Yesterday I reached this place, and in the afternoon we had our first meeting.
The first question put to me by a Canadian German was, ‘What is the future of this scientific civilisation?’
After I had answered him, he again asked me, ‘How is the problem of over-population to be solved?’
After my answer, I was asked to give them some idea about the true character of Buddhism.
These three subjects took up fully two hours. It is delightful to feel the earnestness of these people. They have the habit of mind to think out the deeper problems of life; they deal seriously with ideas. In India, in our modern schools, we merely receive our ideas from text-books, for the purpose of passing examinations. Besides that, our modern school-masters are Englishmen; and they, of all the western nations, are the least susceptible to ideas. They are good, honest and reliable, but they have a vigorous excess of animal spirits, which seek for exercise in racing, fox-hunting, boxing-matches, etc., and they offer stubborn resistance to all contagion of ideas.
Therefore our English educationalists do not inspire our minds. We do not realise that ideas are necessary in order to enable us to live a true life. We do not have a genuine enthusiasm, but rather are losing our gift of aspiration, which is the gift of the soul. Our principal object and occupation are going to be the dissipations of politics, whose goal is success, whose path is the zigzag of compromise—that politics, which in every country has lowered the standard of morality, has given rise to a perpetual contest of lies and deceptions, cruelties and hypocrisies, and has increased inordinately rational habits of vulgar vain-gloriousness.
Germany to-day has received a violent check on her political ambitions. This has produced an almost universal longing in her midst to seek for spiritual resources within, in place of external success. Germany appears now to have set out on a voyage of spiritual adventure. And in spite of her dire poverty, she is not thinking merely of the spinning wheel or of some new move in the political game of gambling, but rather of the achievement of that inner freedom, which gives us power to soar above the vicissitudes of circumstance.

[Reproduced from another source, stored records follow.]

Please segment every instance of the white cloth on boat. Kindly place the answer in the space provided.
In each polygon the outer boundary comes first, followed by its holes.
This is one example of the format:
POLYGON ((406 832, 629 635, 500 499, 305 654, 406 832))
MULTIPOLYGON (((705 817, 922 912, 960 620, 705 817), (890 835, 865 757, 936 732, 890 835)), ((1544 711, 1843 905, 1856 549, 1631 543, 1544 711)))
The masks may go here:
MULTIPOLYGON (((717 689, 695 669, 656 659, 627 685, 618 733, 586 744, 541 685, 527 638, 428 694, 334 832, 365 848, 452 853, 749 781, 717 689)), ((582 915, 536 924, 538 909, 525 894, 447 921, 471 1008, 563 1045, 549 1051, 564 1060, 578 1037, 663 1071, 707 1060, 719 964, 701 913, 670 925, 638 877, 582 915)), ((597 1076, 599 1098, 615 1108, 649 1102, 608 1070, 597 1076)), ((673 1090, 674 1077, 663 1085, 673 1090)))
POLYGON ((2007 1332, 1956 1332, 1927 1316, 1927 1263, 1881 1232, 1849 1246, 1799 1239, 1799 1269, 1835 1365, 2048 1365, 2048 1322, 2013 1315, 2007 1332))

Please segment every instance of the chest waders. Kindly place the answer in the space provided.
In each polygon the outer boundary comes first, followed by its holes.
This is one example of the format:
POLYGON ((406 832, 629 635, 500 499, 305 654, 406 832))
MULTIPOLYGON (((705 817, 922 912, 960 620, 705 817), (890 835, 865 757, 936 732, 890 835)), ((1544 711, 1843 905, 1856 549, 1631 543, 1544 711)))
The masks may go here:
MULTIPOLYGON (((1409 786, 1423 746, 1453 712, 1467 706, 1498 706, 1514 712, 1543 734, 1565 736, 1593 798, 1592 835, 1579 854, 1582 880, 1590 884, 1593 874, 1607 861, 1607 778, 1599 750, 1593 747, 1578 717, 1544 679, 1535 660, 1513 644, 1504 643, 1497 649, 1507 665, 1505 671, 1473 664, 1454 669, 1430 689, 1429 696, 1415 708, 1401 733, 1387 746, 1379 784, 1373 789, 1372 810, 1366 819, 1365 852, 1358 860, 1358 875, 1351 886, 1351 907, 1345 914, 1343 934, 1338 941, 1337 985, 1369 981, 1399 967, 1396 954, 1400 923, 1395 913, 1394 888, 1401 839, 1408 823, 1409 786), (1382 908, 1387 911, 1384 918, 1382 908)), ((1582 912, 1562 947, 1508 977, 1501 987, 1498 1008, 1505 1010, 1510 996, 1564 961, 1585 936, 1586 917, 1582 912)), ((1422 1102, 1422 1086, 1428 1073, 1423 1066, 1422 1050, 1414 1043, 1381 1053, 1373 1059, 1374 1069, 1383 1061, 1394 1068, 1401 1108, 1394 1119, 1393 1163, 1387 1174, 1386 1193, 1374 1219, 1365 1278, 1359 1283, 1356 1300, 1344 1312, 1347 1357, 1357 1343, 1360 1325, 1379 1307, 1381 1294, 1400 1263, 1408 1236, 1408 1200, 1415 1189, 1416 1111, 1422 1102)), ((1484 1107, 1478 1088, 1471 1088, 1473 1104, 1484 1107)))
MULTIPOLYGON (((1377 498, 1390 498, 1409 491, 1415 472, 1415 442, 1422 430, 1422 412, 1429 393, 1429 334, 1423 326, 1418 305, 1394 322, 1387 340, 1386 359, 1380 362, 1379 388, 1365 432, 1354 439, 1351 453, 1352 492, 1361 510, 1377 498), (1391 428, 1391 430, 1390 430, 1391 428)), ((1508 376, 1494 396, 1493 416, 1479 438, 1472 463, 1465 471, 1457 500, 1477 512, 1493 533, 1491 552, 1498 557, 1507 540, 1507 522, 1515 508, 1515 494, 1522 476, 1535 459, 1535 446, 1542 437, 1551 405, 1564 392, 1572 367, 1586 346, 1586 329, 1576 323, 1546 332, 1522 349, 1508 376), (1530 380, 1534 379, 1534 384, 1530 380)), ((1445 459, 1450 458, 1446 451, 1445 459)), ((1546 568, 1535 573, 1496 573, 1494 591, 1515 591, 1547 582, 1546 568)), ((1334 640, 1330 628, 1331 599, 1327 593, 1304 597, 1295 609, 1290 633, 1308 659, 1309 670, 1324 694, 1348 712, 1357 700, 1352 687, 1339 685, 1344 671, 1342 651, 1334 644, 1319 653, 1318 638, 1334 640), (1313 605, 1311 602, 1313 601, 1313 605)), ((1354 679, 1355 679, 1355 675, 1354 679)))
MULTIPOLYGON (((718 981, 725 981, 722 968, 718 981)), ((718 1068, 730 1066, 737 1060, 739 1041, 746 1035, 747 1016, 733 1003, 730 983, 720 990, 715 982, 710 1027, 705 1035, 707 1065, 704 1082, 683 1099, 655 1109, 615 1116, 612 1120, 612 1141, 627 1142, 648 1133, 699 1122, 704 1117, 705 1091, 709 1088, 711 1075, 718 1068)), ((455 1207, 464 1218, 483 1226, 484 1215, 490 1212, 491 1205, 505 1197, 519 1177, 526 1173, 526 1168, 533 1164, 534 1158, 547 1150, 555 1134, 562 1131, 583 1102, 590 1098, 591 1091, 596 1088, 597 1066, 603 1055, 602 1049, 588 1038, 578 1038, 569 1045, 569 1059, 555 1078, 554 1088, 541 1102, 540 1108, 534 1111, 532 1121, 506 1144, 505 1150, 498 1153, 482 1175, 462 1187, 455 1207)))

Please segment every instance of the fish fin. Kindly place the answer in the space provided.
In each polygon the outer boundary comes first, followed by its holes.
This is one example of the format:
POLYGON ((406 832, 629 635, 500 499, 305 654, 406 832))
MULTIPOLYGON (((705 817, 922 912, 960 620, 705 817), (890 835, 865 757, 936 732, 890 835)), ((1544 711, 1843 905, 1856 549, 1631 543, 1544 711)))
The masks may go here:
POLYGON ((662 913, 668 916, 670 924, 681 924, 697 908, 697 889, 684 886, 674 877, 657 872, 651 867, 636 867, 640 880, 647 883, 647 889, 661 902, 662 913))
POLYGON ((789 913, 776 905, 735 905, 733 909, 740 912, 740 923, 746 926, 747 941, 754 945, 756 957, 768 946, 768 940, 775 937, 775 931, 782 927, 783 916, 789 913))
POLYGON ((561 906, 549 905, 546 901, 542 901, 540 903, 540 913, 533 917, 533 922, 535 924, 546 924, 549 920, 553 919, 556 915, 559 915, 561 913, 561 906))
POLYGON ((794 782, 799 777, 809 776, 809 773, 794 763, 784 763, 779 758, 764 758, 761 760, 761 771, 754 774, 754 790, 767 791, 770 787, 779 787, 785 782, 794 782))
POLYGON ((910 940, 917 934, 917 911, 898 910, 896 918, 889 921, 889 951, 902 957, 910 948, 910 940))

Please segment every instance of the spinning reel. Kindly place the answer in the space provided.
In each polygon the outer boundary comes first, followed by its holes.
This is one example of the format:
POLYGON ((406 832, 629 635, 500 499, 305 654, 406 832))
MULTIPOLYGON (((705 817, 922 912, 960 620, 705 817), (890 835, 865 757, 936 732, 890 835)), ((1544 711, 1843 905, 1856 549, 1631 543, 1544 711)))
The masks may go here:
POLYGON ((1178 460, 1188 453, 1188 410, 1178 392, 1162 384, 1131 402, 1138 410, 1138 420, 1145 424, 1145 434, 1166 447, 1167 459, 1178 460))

The other day, I met the British Ambassador in Berlin. While alluding to the enormous appreciation of my works in Germany, he expressed his feeling of gratification at the possibility of my supplying some philosophy, which might bring consolation to these people. He was glad, I am sure, from his British point of view. He seemed to me to imagine that philosophy was a soothing draught, which might lull the restless activity of the German nation into sleep, affording the victors a better security in their enjoyment of material benefits. He would gladly concede the possession of soul and God to these people, only keeping for the share of his own nation, the possession of the worldly goods. He seemed to smile, as it were, in his sleeve and to imagine that his own British people would be the gainers in the bargain. Well! Let them laugh and grow fat! Only let us have the good sense not to envy them their material successes.